Это следующий вопрос – насколько физические действия поддерживают информационные. Их нужно максимализовать. Однако самое главное – это все-таки наше понимание взаимоотношений информации, разных публичных настроений с изменениями политических расчетов Кремля. То, что мы ищем, — это тот момент, когда люди, принимающие решения в России, решают, что эта война была ошибкой. Для этого нам нужно изменить наши политические решения. Мы еще не очень понимаем, на что они опираются, когда могут принять такое решение. В какой момент они понимают, что просчитали не так. Я не очень понимаю, на что они смотрят, когда принимают решение. Связано ли это с санкциями, с отношениями российских регионов или с какими-то финансовыми показателями? Надо отталкиваться от этого, на что они смотрят и как нам тогда влиять именно на эти пункты: через информацию, санкции, военные действия. В сети действий я бы не разделял кибердействия, информационные, санкционные и военные. Все они должны работать вместе, чтобы привести к этому результату.
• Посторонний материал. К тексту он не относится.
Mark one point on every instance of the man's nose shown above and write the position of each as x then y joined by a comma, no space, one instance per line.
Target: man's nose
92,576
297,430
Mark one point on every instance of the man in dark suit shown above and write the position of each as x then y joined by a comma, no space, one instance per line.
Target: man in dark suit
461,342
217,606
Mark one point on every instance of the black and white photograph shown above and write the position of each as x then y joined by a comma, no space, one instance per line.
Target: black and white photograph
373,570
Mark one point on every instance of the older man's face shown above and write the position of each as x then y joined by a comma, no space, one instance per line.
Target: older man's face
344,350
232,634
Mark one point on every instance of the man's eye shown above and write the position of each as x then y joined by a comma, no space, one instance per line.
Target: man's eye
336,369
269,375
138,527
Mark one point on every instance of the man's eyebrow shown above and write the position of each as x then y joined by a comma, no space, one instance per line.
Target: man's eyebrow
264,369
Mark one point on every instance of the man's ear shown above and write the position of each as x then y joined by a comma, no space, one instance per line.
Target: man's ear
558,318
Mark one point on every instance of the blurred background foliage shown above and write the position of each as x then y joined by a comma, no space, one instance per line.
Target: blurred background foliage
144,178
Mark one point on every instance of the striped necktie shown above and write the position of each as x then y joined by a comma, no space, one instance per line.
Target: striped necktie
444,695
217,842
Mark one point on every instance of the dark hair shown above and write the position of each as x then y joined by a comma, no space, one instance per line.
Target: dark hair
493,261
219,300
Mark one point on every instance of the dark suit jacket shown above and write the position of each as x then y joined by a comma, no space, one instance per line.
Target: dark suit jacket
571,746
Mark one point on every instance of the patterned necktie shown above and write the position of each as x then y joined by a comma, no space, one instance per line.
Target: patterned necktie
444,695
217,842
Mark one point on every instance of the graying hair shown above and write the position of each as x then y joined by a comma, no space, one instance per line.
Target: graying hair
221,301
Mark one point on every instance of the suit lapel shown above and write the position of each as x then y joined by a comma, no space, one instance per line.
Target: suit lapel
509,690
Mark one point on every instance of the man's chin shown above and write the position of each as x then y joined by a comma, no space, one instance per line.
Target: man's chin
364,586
Это очень далеко от поиска демократических начал в российском обществе. Пусть кто-нибудь ищет их, но это не приведет к победе.
Что вы считаете сейчас самой большой коммуникационной задачей Украины в первую очередь на Западе ?
Я не считаю, что есть какие-то информационные задачи, не связанные с подлинно политикой. Вопрос о том, как говорить больше о победах. Все эти вечные разговоры о контрнаступлении, фиксация на этом – это уже плохо. Надо рассказывать о других действиях, победах и проблемах, которые будут сейчас возникать. Будет очень суровая зима, мы это знаем. Мы знаем, что Россия подготовила большое количество ракет и дронов, созданных по западным технологиям, на западных станках и с западными микрочипами. Надо очень сильно сейчас поднимать понимание на Западе, что их технологии производят оружие, которое убивает детей и усиливает Россию. Очень важно, чтобы Запад начал самостоятельно вводить самые эффективные действия, чтобы это прекратить. Речь идет, в частности, о санкциях.
Можем ли мы ожидать, что Запад перестанет нервно реагировать на удары по России?
Я думаю, что Украина очень сильно изменила концепцию Запада о том, как Россия будет реагировать. Атаки в Крыму, дроны в Москве, пожары на ключевых заводах очень сильно изменили расчет западных служб и политиков о возможностях того, как можно победить в этой войне. Ждем от них следующего шага.